Claiming that preseason polls are meaningless is a half-truth. To the vast majority of teams, it’s irrelevant. They’ll likely end the season in a much different position than where they started. But let’s say a team is ranked in the top 5. At that point, all they have to do is win, and regardless of how impressive or unimpressive they are, that team will likely find a permanent fixture among college football’s elite despite not playing at an elite level (i.e. Florida State in 2014, Michigan State in 2015).
So while most write off preseason polls as simply a hype mechanism, the rankings do make a difference. Since 2011, only one team has proceeded to win the National Championship after entering the season ranked outside the top 10 (Florida State in 2013 at No. 11). Only three of the 12 College Football Playoff teams weren’t given top-10 preseason respect.
This past Monday, the AP preseason poll was released. At the top were the usual suspects: Alabama, Ohio State, Florida State, Clemson, etc. After a dispiriting 2016 campaign that divided its fan base even further down the middle, the Tennessee Vols found themselves ranked at the bottom of the top-25 poll.
As is tradition in Knoxville, the decision to even rank the Vols was controversial.
On one side, fans are encouraged that Tennessee is still a respected program under Butch Jones. On the other side, fans are wondering how a program led by Butch that suffered drastic losses in both its roster and coaching staff could even sniff the top 25.
But even the most pessimistic fan could agree with this: Tennessee deserves to be ranked ahead of Florida.
My only question for Florida’s ranking over Tennessee is this: Why?
It’s obviously a reputation pick and points out a serious flaw in the voting process. It’s laziness to the highest degree because there isn’t a single, solitary logical argument for the Gators’ outrageous position in the ranking at No. 17.
However, that’s what happens when you back your way into back-to-back SEC East crowns, while the program that should’ve won both times squanders away the throne with stunning loss after stunning loss.
Clearly, the voters haven’t Googled “Florida football.” If they had, it’s clear as day that both teams face nearly identical issues.
A common talking point against Tennessee is the uncertainty surrounding its quarterback competition, which is simply untrue. There are rumblings around the program that Quinten Dormady not only won the starting job, but did so quite some time ago. Regardless of which side of the debate you’re on between Dormady and Jaret Guarantano, the Vols at least have a quarterback.
The same can’t be said for Florida, who, according to head coach Jim McElwain, are considering a 3-quarterback system during its opener against Michigan. To put fuel on the dumpster fire, an additional seven players are suspended, including star wide receiver/Tennessee killer Antonio Callaway. Not only are none of Florida’s quarterbacks not sufficient enough to convincingly win the job, but they may have nobody to throw to. At the very least, Dormady has Jauan Jennings and a host of young, athletic receivers who resemble Callaway’s talents.

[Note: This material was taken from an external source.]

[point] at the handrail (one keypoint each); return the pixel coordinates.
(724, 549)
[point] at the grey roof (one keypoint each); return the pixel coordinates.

Under Larry Scott — who said Tennessee’s offensive system isn’t changing — Dormady is looking at a 18-22 touchdown season with under ten interceptions. Not eye-popping numbers, but enough to complement John Kelly, who rushed for 630 yards on 6.4 YPC last season. Florida’s Jordan Scarlett was impressive — 899 yards on 5.0 YPC — but again, Florida can’t decide between three quarterbacks, and it isn’t because they’re all Baker Mayfield.
The Vols and Gators match each other blow-for-blow in other areas. Tennessee lost its top two defensive ends? Florida lost its top two cornerbacks. The Vols lost Jalen Reeves-Maybin, their best linebacker last season, to the Detroit Lions? The Gators lost Jarrad Davis, their best linebacker last season, to the Detroit Lions.
This scenario between Tennessee and Florida isn’t as impactful on the college football landscape because both teams rank outside the top 15 and play each other early in the season, but it’s an oversight on the voters part to put a team that ranked 84th in offensive efficiency last season to a team that ranked 20th, especially when that team arguably got worse on offense. Although Florida’s secondary may overcome the quality talent it lost, Tennessee’s defensive backfield is an experienced bunch that held opposing quarterbacks to a completion percentage of merely 55 percent in 2016.
At the end of the season, Tennessee might not be ranked in the top 25 or ranked ahead of Florida, but as of today, there’s absolutely zero reason to suggest that the Gators are better than the Vols.